A cold blade slid between her ribs.
"Juliette," Blake said, soft and practiced, "you always made things difficult."
"Blake—" She tried to push him. Her hand landed on silk, then on his wrist. His palm smelled like aftershave and cheap whiskey.
"You think the Atelier can survive? You think your father will keep the company together?" He laughed the way a man laughs when he has rehearsed the line in front of a mirror. "Only your death clears the path."
"Blake, no." Her voice broke. She tasted copper. She reached for the call button and found empty air.

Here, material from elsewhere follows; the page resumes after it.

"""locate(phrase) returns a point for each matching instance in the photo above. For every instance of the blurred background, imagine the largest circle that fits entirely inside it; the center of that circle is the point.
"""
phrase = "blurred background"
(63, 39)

He leaned in close. "I loved you, Juliette. I still do. This is mercy."
"Mercy," she said, and heard the word as if someone else had spoken it. "You used my name like a receipt."
He smiled as though this was a joke. He pushed the blade further. Warm spread across her fingers. She heard his breath, a low, needy sound.
"Please," she said. There was a strange protocol in the hospital of words that could stop a man. It did not work on Blake.
He stepped back. "You will be remembered," he said. "Everyone will mourn. Everyone will move around you."
Her knees crumpled. The room tilted. He watched her fall. There was no panic on his face. Only relief like a man who had finished a job.
"Don't die on my account," he whispered as he walked out. The door clicked shut. Her vision tunneled.